Do teachers need to be experts in the subjects they teach or ‘just’ experts at teaching? #education #visiblelearning #teaching— Visible Learning (@VisibleLearning) June 5, 2017
I was not the only person to see this tweet and have the following thought...
One of my college education professors drilled this into me, and my last thirty-some years of teaching have only confirmed it-- half the secret of classroom management is to know what the hell you're talking about. The best leverage for classroom management is neither love nor fear-- it's respect. And the best way to garner respect is to be competent, to display expertise in the content area, to know what the hell you're talking about.
Yes, teaching is both a skill and an art and to do a good job, you have to know the skill and the art of teaching. But just as you can't have waves without water or air, you cannot have "teaching skills" without content knowledge-- and all the teaching skills in the world will not make up for lacking knowledge. You cannot make an awesome lesson about adding two plus two if you do not know that the result is four. You cannot lead your students through an illuminating and inspiring study of Hamlet if you have never read the play yourself. And just as students can smell fear, they can smell uncertainty and lack of knowledge. I don't mean that you must be infallible in the classroom-- but if you don't know your content well, your students will smell it, and they will wonder why it's important for them to learn something if the teacher doesn't even know it.
Can you be an expert in your field and still fail as a teacher because you don't know how to communicate your knowledge to your students? Sure-- most of us have had that teacher. Can you go too far-- way too far-- in trying to impress upon your students how terribly smart you are? Absolutely-- I once spent a very long semester with a student teacher who did not want to be a teacher so much as he wanted to be the smartest student in the room. But content knowledge is still teh foundation for everything else.
This notion of free-floating skills is a plague on our society. Management types believe that they can manage any company with raw management skills, even if they are completely ignorant of what the company does and the specifics of the industry in which they now work. I have watched the major industries in my neck of the woods brought down by people who didn't know anything about the companies they were managing-- but, hey, that's okay because anyone can manage any company as long as he's a super-duper manager.
It infects our government-- you don't need to know anything about an agency or sector of the economy to head a bureau or even hold a cabinet-level position. And education is an "industry" that shouldn't be run by educators, but by business types who have the kind of management experience necessary.
But you cannot develop skills playing a musical instrument without playing something. You can't learn how to "sport" without putting your hands on the specific object used in that specific sport.

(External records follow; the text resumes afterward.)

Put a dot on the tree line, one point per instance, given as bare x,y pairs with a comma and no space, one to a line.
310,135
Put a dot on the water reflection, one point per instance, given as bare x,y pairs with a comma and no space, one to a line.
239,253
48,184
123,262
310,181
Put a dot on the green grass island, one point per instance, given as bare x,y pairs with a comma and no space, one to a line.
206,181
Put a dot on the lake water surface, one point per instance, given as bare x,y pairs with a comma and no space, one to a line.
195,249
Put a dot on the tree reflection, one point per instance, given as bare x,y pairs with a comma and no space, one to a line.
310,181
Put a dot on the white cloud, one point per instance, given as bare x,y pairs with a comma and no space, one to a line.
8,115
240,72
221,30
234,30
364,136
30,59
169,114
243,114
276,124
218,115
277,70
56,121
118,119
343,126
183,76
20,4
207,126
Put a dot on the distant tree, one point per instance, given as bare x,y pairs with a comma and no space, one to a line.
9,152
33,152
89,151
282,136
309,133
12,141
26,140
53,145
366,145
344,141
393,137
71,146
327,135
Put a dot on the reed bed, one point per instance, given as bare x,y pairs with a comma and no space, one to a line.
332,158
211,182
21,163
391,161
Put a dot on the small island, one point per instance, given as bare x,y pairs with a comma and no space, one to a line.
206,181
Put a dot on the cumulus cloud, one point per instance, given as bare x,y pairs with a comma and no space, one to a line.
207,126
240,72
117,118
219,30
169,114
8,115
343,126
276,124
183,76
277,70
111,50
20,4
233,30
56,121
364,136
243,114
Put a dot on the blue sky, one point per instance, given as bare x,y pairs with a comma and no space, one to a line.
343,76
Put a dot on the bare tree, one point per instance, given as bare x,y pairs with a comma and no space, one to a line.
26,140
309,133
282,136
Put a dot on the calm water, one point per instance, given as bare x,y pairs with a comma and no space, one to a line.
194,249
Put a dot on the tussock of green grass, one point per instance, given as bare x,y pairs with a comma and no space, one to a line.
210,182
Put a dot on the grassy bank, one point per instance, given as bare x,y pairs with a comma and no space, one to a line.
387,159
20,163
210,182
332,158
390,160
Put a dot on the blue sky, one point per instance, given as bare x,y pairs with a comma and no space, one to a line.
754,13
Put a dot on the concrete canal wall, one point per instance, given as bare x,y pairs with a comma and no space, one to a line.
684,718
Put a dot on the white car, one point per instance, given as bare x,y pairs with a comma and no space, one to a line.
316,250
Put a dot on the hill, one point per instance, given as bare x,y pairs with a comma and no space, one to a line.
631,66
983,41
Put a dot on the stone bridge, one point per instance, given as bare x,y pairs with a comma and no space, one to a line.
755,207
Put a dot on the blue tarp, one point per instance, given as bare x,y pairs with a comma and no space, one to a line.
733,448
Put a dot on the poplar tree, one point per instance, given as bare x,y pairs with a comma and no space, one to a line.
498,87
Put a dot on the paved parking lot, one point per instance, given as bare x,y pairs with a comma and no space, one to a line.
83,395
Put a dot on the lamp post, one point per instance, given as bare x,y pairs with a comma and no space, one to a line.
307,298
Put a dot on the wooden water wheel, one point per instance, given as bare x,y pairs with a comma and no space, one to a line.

And you can't teach without teaching something. And you can't teach something without knowing about that something. And the more you know, the better you will teach.
"Oh, no-- I just pull something out and the students and I just, you know, explore and discover together," you say. "And it works great." Respectfully, I think you're probably wrong on several counts.
First of all, unless you are a sensory deprived bat just emerging from a cave, you can't pull out anything "blind." You may have never tried that physics inquiry before, but you know about physics. You may never have read that Emerson essay before, but you know who he is and what he believed. And those management problems you have in your classes? Those happen because some of your students don't think you know your material.
Whether you believe that learning is about following a carefully proscribed path, or wandering pathlessly through a vast territory hoping to find a teachable moment or a unique insight, you cannot take your students on that journey unless you know the territory like the back of your hand. That leadership skill is important, but you cannot learn the "how" of teaching without it being attached to the "what" of content. You can't just teach-- you have to teach something, and you can't teach that something unless you know about it.
Content knowledge is the foundation of everything else. You cannot be an expert at teaching without being an expert at subject matter. Yes, even teachers of the littles, who in particular need the security of knowing they are in the hands of a grownup who Knows Things.
So the question is bizarre, like asking "Do you need to cook food really well for a good meal, or is it enough just to have a pretty plate on the table." You cannot be a great cook without food. You cannot be a great musician if you don't play a note. And you cannot be a great teacher without knowledge of your content.